[Xymon] alerts.cfg GROUP not matching

James, Tim A. Tim.James at navient.com
Mon Aug 17 20:19:38 CEST 2020


Some more digging and here is what I have found.  Prior to the upgrade to 4.3.30, I had groups with underscores in the names and groups with more than 7 characters.  Since the upgrade I can no longer do that.  I have re-written my analysis.cfg and alerts.cfg files to shorten the names and the commands to test the alerter now function correctly again, as do my alerts.

It's a bad workaround so can anyone explain why I might be seeing this issue?
Test cases and results:
Group name < 4 characters = FAIL
Group name > 7 characters = FAIL
Group name containing an underscore = FAIL
Group name containing a hyphen = FAIL
Group name with 4-7 characters and no underscores or hyphens = SUCCESS.

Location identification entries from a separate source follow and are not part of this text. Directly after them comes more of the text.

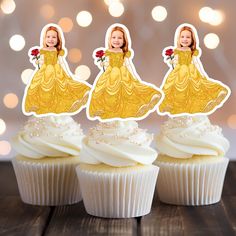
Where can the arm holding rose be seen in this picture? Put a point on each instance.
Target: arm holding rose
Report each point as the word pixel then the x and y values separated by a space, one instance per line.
pixel 198 65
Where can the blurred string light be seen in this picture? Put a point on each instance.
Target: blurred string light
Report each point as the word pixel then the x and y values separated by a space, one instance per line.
pixel 82 72
pixel 211 16
pixel 159 13
pixel 109 2
pixel 10 100
pixel 47 11
pixel 17 42
pixel 2 126
pixel 26 75
pixel 5 148
pixel 66 24
pixel 211 41
pixel 116 8
pixel 232 121
pixel 74 55
pixel 8 6
pixel 84 18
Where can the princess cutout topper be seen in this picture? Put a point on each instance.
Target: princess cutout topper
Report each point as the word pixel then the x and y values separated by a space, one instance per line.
pixel 118 93
pixel 52 90
pixel 187 88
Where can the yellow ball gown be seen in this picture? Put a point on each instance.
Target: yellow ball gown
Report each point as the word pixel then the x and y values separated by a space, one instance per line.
pixel 187 91
pixel 117 94
pixel 52 91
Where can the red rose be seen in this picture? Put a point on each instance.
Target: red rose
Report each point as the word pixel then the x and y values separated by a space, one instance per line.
pixel 35 52
pixel 100 53
pixel 169 52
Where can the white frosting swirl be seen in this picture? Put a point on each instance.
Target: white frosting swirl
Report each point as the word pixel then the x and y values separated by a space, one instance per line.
pixel 52 136
pixel 183 137
pixel 118 143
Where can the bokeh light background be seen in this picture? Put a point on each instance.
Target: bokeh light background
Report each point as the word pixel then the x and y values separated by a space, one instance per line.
pixel 152 25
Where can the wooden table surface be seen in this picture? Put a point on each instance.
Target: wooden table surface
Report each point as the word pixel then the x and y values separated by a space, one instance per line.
pixel 17 218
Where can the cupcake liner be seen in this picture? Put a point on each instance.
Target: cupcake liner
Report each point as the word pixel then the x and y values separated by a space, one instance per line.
pixel 120 194
pixel 191 184
pixel 47 184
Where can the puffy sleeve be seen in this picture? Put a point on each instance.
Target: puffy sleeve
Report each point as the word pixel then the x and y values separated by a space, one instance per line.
pixel 42 51
pixel 176 51
pixel 128 54
pixel 61 53
pixel 196 52
pixel 107 53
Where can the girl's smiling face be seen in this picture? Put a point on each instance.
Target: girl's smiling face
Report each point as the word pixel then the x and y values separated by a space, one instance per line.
pixel 51 38
pixel 117 39
pixel 185 38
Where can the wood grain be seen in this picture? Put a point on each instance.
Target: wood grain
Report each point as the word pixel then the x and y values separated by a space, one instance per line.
pixel 164 219
pixel 8 184
pixel 17 218
pixel 73 220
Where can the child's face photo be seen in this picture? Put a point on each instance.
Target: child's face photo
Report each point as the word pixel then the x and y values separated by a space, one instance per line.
pixel 185 38
pixel 51 38
pixel 117 39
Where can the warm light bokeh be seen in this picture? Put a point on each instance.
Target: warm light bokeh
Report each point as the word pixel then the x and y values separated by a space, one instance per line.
pixel 17 42
pixel 84 18
pixel 82 72
pixel 74 55
pixel 116 9
pixel 47 11
pixel 66 24
pixel 2 126
pixel 8 6
pixel 159 13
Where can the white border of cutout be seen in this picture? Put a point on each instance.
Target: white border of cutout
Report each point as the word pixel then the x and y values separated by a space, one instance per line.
pixel 36 69
pixel 200 64
pixel 133 71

Running 4.3.30 on RHEL7 64bit.  Compiled from source.

Thanks in advance.

-Tim

From: Xymon <xymon-bounces at xymon.com> On Behalf Of James, Tim A.
Sent: Friday, August 14, 2020 11:42 PM
To: xymon at xymon.com
Subject: [Xymon] alerts.cfg GROUP not matching

I had all of this working and "something" changed and now the majority of my groups defined in my analysis.cfg file no longer alert.  I'm hoping it wasn't when I upgraded from 4.3.28 to 4.3.30 but I'm not ruling anything out.
I have sanitized the server name to foo.bar.com

Analysis.cfg snippet:

HOST=foo*
        DISK /opt/sas 90 95 GROUP=sas_support
        DISK /opt/sas/9.4 90 95 GROUP=sas_support
        DISK /opt/sas/9.4/depot2 90 95 GROUP=sas_support
        DISK /opt/sas/saslanding 90 95 GROUP=sas_support
        DISK /opt/sas/saslanding/in 90 95 GROUP=sas_support
        DISK /opt/sas/saslanding/out 90 95 GROUP=sas_support
        DISK /opt/sas/sasmain 90 99 GROUP=sas_support
        DISK /opt/sas/sassecure 90 99 GROUP=sas_support
        DISK /opt/sas/sassecure/modelingcrm 95 98 GROUP=sas_support
        DISK /opt/sas/sassecure/servicing 95 99 GROUP=sas_support
        DISK /opt/sas/sassecure/servicing/SCRA/MOENDs 90 95 GROUP=sas_support
        DISK /opt/sas/saswork 50 70 GROUP=sas_support

Alerts.cfg snippet:

GROUP=sas_support SERVICE=disk COLOR=red # SAS Application support team
SCRIPT /usr/local/xymon-server/server/ext/Create_SN_Ticket_From_Xymon-YP2-RP1.sh sas_support FORMAT=SMS DURATION>30 REPEAT=24h stop

GROUP=sas_support SERVICE=disk COLOR=yellow # SAS Application support team
MAIL helpdesk at foo.com<mailto:helpdesk at foo.com> FORMAT=SMS DURATION<20 REPEAT=24h stop

Obligatory test from the terminal:

[/usr/local/xymon-server/server/etc]
--> ../bin/xymoncmd xymond_alert --test foo.bar.com disk --color=yellow --group=sas_support

00103435 2020-08-14 23:11:06 Matching host:service:dgroup:page 'foo.bar.com:disk:NONE:PROD/PSAS' against rule line 165
00103435 2020-08-14 23:11:06 Failed 'GROUP=sas_support SERVICE=disk COLOR=red' (group not in include list)
00103435 2020-08-14 23:11:06 Matching host:service:dgroup:page 'foo.bar.com:disk:NONE:PROD/PSAS' against rule line 168
00103435 2020-08-14 23:11:06 Failed 'GROUP=sas_support SERVICE=disk COLOR=yellow' (group not in include list)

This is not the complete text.